Liberamente tratto dal racconto Dietro il corsetto (Choli ke Picche) della famosa scrittrice indiana Mahasweta Devi, il film segue il fotoreporter Upin (Adil Hussain) nel Bengala occidentale per indagare le violenze e lo sfruttamento delle donne tribali: tra le altre, fotografa la bella Gangor (Priyanka Bose), che sta allattando il figlio. Lo scatto, da cui Upil rimane profondamente turbato, viene pubblicato in prima pagina. E' scandalo, che squassa la vita di Gangor, violentata e messa sulla strada, ma anche quella di Upin, che pur nolente si troverà a essere parte dello sfruttamento femminile che voleva combattere.
Se il produttore Angelo Barbagallo, con un occhio alla cronaca nazionale, spera che Gangor “provochi uno scatto d'orgoglio nelle donne italiane per quanto sta accadendo”, viceversa, Spinelli pensa che “ i fondamentalisti indù potrebbero reagire in modo violento: la nudità lo rende controverso, ma in India c'è un pubblico per storie simili”. A oggi, comunque, non ha ancora trovato distribuzione né in India né in Italia.
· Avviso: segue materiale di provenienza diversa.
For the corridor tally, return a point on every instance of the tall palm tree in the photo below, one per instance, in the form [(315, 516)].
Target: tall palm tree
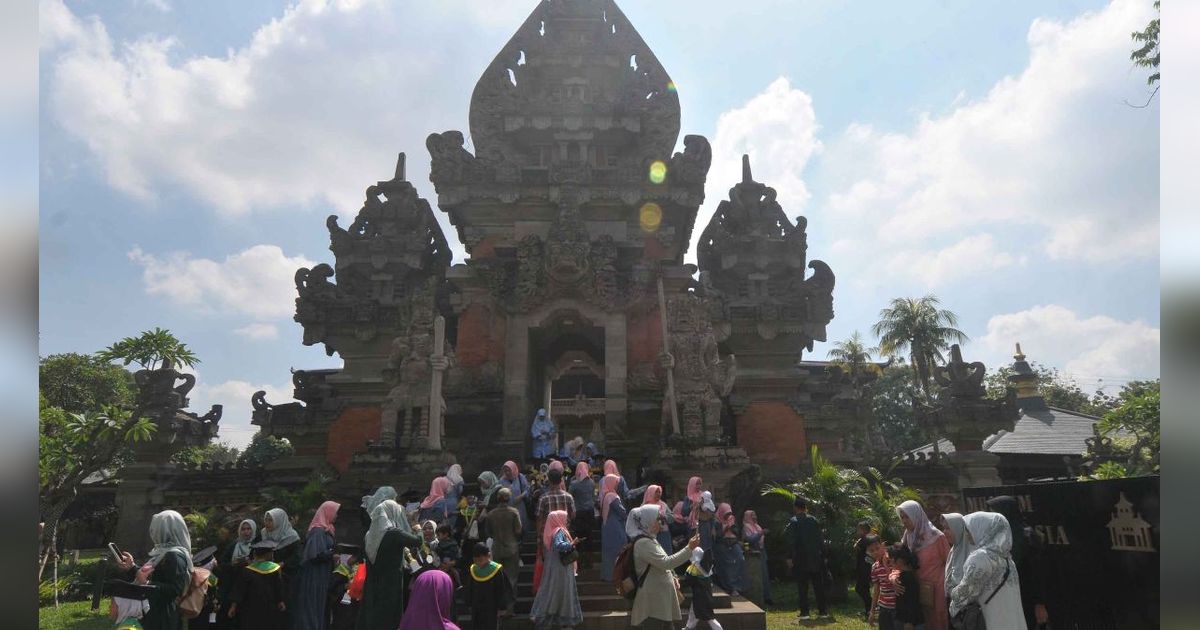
[(922, 328), (853, 357)]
Di “tabù della nudità” parla anche la Bose, ma – precisa – “non me ne devo preoccupare: il mio lavoro l'ho fatto al meglio”, mentre la Devi prima sottolinea: “Nelle società tribali c'è uguaglianza perfetta tra uomo e donna, anche il divorzio è permesso” e poi chiude all'attacco: “Se questo film viene bloccato dalla censura andremo a New Delhi”.